In March 2020, the Scottish Government decided that Scotland should target net emissions which are 100 per cent below the baseline (of emission levels in the 1990s) by 2045. The Scottish Government has ambitious plans for all non-domestic buildings to hit net zero greenhouse gas emissions by 2045. To achieve this, it is investigating a new regulatory framework for commercial properties. A consultation is currently under way with proposed regulations being introduced by 2025. The Scottish Government has stated that there will be “more challenging energy improvement targets to reduce demand for heat and ensure zero emission heat supply [will] apply at trigger points between 2023 and 2044”.
The Scottish Government may look at the measures being adopted elsewhere to achieve similar net zero emission plans. They don’t need to look far to find that the UK Government have already implemented regulations in England and Wales and are slightly ahead in terms of their consultation process with the implementation of further regulation planned. As part of a package of measures, the UK Government has indicated that a possible future regulation will require all commercial buildings in England and Wales to have a minimum energy efficiency standard rating of “B” (a rise from the current rating of “E”) by 2030. Any new regulations are not proposed to take effect until April 2025.
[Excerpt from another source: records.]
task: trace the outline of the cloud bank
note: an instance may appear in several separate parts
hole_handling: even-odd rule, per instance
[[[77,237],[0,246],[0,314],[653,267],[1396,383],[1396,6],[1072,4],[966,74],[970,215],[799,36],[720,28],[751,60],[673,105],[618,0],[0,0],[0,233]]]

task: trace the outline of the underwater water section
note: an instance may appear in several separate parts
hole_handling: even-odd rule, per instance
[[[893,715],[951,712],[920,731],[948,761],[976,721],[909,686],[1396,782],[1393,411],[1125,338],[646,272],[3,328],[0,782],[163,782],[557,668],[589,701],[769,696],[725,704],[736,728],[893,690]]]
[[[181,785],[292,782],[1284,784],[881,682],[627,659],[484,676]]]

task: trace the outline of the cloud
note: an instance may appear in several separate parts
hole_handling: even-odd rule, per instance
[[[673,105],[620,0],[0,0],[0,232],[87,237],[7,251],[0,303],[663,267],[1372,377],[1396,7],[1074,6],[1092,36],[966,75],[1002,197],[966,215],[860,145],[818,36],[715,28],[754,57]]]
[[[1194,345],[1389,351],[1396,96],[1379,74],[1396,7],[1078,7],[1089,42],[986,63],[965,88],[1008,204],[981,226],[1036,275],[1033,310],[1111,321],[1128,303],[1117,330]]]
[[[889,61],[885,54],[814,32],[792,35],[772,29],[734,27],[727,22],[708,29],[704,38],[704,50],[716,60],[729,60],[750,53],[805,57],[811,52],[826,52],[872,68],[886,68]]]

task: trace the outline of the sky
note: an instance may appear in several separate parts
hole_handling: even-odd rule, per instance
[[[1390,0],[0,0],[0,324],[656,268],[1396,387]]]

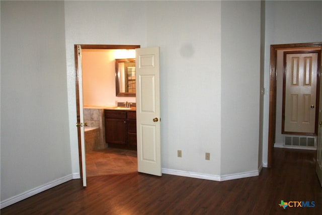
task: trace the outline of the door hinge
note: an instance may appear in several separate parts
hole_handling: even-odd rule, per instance
[[[87,122],[85,122],[84,123],[80,122],[76,122],[76,126],[77,127],[83,127],[83,126],[87,126],[88,125]]]

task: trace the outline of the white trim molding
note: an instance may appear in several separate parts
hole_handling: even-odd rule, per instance
[[[262,166],[256,171],[247,172],[222,176],[209,175],[192,172],[184,171],[182,170],[173,170],[162,168],[162,173],[169,175],[177,175],[179,176],[189,177],[190,178],[199,178],[201,179],[210,180],[212,181],[223,181],[228,180],[237,179],[239,178],[247,178],[249,177],[258,176],[262,169]]]
[[[44,191],[45,190],[62,184],[63,183],[70,181],[72,179],[72,175],[67,175],[43,185],[40,186],[15,196],[13,196],[7,199],[5,199],[0,203],[0,208],[2,209],[7,206],[9,206],[11,204],[14,204],[15,203],[18,202],[19,201],[21,201],[22,200],[25,199],[34,195],[36,195],[36,194],[39,193],[42,191]]]

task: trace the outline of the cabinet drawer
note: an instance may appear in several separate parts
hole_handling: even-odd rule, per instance
[[[126,112],[117,110],[105,110],[104,115],[106,118],[112,118],[114,119],[126,119]]]
[[[127,118],[136,119],[136,111],[128,111],[127,112]]]

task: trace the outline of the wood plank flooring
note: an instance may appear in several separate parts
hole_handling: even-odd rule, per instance
[[[260,175],[217,182],[138,173],[73,180],[1,210],[4,214],[320,214],[315,152],[274,149]],[[279,206],[314,201],[314,207]]]
[[[137,172],[136,151],[106,148],[86,153],[87,177]]]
Similarly, there is already regulation in place in Scotland for domestic properties. Anyone who has bought or sold a house or been involved in a property transaction will already be familiar with the Energy Performance Certificate (EPC) system of rating. Broadly, the current rules require the owner of a domestic property to make available an EPC certificate and in certain instances an “action plan” of changes to improve energy efficiency at the point of sale or letting. Failure to make available such a certificate can result in the seller being liable for a fine.
While, for the reasons set out above, change seems likely, questions remain over what kind of regulatory system should be implemented. Business will require sufficient time to relocate or adapt – the former not being possible for certain commercial businesses. If the decision is taken to move, it is not clear whether there are sufficient buildings available for business with the right environmental credentials.
Who will meet the cost and will grants be available to implement any new measures? What happens to those buildings that don't meet the grade and can't be adapted? Who will look after older buildings of historic importance which would be tricky to adapt? The last thing that our struggling, city centres need are further empty, crumbling and un-loved buildings.
All these questions highlight the need for an in-depth review of commercial property use in Scotland. Any failure to undertake such a review will likely lead to measures which don't work, impose too great a burden on business and increase the number of empty spaces. Presumably the Scottish Government will want to get it right?
Irrespective of whether business is forced by regulation and/or customer pressure, there is early evidence that Scottish businesses are already responding. The current trend for new office space is to seek out buildings with a high EPC rating and/or to agree shorter rental periods to allow for future movement if necessary to secure space with the coveted high EPC rating.
While answers to many of the questions posed are outstanding and regulations forcing change some time away, businesses would be wise to get ahead of the curve and think about the EPC rating of their buildings. If not, failure to undertake such review may result in business being locked out of renting its properties, realising their value, face fines or worse all three and the loss of its customers.
Claire Thornber is a Partner at Addleshaw Goddard. Patrick Campbell Corcoran, Associate, also contributed to this article.